When my dad’s mother, Amy Burton heard of their plight, she invited them to go and live with her in Leytonstone. This they did, taking their toddler, Dennis, with them. I believe this was sometime between 1932 and 1934. Dennis started school in London, but the family continued to spend their weekends at Laindon. My Dad joined the GPO in 1937 as a Night Telephone Operator at the International Exchange in Faraday House near St Paul’s. His mother Amy died in 1938. That’s when my mum, dad and Dennis moved to Laindon permanently. Dad did the commute each day on the Fenchurch Street line and Dennis was enrolled at Markhams Chase school.
The people at “White House” in King Edward Road, owned a flock of very aggressive geese that used to run out and attack people. (Some farmers used to keep them as watchdogs). Apparently, they were so vicious that people were scared to walk past ‘White House’ on their way to the High Road. My sister remembers on one occasion, seeing ‘Old Joe’ having to fend them off with his white stick when trying to get past. One day my brother ran over one of them (apparently on purpose) with his bicycle when it came charging out at him and afterwards said he was sorry he’d only managed to run over its neck!

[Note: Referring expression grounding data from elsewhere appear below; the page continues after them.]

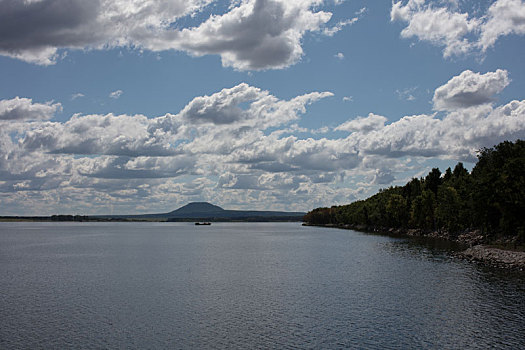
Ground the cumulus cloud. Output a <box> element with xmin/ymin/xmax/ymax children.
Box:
<box><xmin>0</xmin><ymin>0</ymin><xmax>349</xmax><ymax>70</ymax></box>
<box><xmin>372</xmin><ymin>169</ymin><xmax>395</xmax><ymax>185</ymax></box>
<box><xmin>433</xmin><ymin>69</ymin><xmax>510</xmax><ymax>111</ymax></box>
<box><xmin>359</xmin><ymin>100</ymin><xmax>525</xmax><ymax>161</ymax></box>
<box><xmin>480</xmin><ymin>0</ymin><xmax>525</xmax><ymax>51</ymax></box>
<box><xmin>391</xmin><ymin>0</ymin><xmax>525</xmax><ymax>57</ymax></box>
<box><xmin>332</xmin><ymin>70</ymin><xmax>523</xmax><ymax>161</ymax></box>
<box><xmin>3</xmin><ymin>83</ymin><xmax>334</xmax><ymax>167</ymax></box>
<box><xmin>391</xmin><ymin>0</ymin><xmax>479</xmax><ymax>57</ymax></box>
<box><xmin>179</xmin><ymin>84</ymin><xmax>264</xmax><ymax>125</ymax></box>
<box><xmin>1</xmin><ymin>76</ymin><xmax>524</xmax><ymax>215</ymax></box>
<box><xmin>77</xmin><ymin>155</ymin><xmax>195</xmax><ymax>179</ymax></box>
<box><xmin>0</xmin><ymin>97</ymin><xmax>62</xmax><ymax>120</ymax></box>
<box><xmin>335</xmin><ymin>113</ymin><xmax>387</xmax><ymax>133</ymax></box>
<box><xmin>21</xmin><ymin>113</ymin><xmax>176</xmax><ymax>157</ymax></box>
<box><xmin>172</xmin><ymin>0</ymin><xmax>333</xmax><ymax>70</ymax></box>
<box><xmin>176</xmin><ymin>83</ymin><xmax>333</xmax><ymax>155</ymax></box>
<box><xmin>0</xmin><ymin>0</ymin><xmax>212</xmax><ymax>65</ymax></box>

As nobody seemed to have any knowledge of a White House Farm in King Edward Road, I took a trip to the records office. I looked on the Electoral Rolls for 1922, 1929, 1930 and 1934 and found John and Mary Ann Parker living at “White House”, King Edward Road. (That name tweaked my memory as I remember mum mentioning that family name). The ERO staff kindly retrieved a 1922 Ordnance Survey map of the area for me, which shows just one building to the east of Devonshire Road in the eastern end of the former playing field. As Richard correctly mentioned, Powell Road wasn’t in existence then. The building clearly had a greenhouse or glasshouses and an orchard on its plot. So this was the ‘White House’ that my mum referred to. I made a phone call to my sister who confirmed it was the place she remembers from the mid forties. She and my mum always referred to it as “White House Farm”. Although it was probably more of a small holding, these were sometimes referred to as small farms and operated as such – hence the flock of geese.

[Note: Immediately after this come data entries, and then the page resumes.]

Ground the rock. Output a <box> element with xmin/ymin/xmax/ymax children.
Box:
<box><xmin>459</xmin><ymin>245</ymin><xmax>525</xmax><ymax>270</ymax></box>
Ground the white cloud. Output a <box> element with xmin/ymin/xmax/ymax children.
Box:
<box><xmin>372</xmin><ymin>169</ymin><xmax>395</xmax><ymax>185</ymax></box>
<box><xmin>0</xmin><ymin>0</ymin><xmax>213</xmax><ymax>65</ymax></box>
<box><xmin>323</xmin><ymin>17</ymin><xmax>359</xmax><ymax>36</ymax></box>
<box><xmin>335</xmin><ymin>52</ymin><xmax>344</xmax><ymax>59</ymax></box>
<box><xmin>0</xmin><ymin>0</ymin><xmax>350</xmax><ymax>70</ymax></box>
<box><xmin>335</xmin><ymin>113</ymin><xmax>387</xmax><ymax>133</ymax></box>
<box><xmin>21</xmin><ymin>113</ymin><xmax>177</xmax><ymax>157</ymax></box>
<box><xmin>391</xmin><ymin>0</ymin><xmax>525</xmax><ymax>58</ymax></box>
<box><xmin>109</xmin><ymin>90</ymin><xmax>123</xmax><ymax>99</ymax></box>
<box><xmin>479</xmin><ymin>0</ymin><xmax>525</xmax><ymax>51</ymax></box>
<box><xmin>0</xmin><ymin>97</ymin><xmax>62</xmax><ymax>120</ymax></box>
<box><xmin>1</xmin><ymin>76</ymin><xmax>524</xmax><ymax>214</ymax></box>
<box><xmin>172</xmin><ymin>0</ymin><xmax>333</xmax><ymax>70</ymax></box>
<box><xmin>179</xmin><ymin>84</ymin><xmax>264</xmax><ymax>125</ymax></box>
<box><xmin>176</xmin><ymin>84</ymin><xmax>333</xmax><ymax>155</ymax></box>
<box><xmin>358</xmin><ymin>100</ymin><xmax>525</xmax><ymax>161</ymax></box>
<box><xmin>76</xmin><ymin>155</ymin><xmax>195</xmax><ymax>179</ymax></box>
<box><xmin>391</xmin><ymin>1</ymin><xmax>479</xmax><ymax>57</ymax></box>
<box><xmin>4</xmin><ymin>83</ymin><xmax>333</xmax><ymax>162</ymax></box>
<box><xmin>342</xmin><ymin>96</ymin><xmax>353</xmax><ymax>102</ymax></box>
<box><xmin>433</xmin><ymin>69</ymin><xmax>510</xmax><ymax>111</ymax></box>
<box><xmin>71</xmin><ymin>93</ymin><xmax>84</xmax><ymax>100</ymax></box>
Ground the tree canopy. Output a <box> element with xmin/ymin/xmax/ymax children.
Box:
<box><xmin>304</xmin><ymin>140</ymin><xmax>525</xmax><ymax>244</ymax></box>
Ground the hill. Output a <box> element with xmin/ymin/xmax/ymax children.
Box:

On the 1947 Electoral Roll, the building is shown as “White House Farm” King Edward Road. Frank E and Lilian R Griffin were living there at that time. At lot happened during that year. White House Farm was demolished and Briar Mead was built in its place.
King Edward Road was a very long unmade road back then, little more than a cart track. My sister remembers it well and says it was divided almost in half by a hedge or some bushes. In the late forties, King Edward Road was made up but only as far as Devonshire Road. The far westerly end of King Edward Road which led to Sunnymead (formerly Richards’ Farm) and our bungalows, Spion Kop, Pendennis, Rosedene, Horton, etc, was left unmade and so we still had to contend with the mud.
On their way to school one morning, my sister remembers she and her friend where jumping on and off the piles of slabs which were waiting to be laid, when she fell and cut her knee. She returned home to be bandaged, which caused her to be late for school.
I just about remember the field from around that time. It had many bushes and brambles, which were eventually cleared away, after which it became a much loved and appreciated grass-only playing field throughout the fifties.
Many members of the Parker family lived in and around Laindon. During the fifties, a large family of Parkers lived in Sunny Mead, the former Richards’ farm and I used to play with the two young boys.
I have copies of the 1930 and 1947 Electoral Roll, but cannot publish them here without permission from ERO, however I can show the map.
I will continue with my research as there’s always plenty more interesting things to discover. Right now I am so pleased I found confirmation of the existence of “White House Farm” in King Edward Road and as far as I am concerned, they still owe my mum sixpence (plus interest of course).
I have been provided with an overlay of the 1922 Ordinance Survey map on the Google earth view and you can with care see the location of the field and the relevant roads.
Further recent research has shown that previous to the Parker family, White House Farm had been in the hands of Morris and Sarah Buskin who had moved to Laindon from Bethnal Green sometime between 1915 and 1917. The 1918 Electoral Register shows Morris and Sarah Buskin living at White House Farm, King Edward Road, Laindon.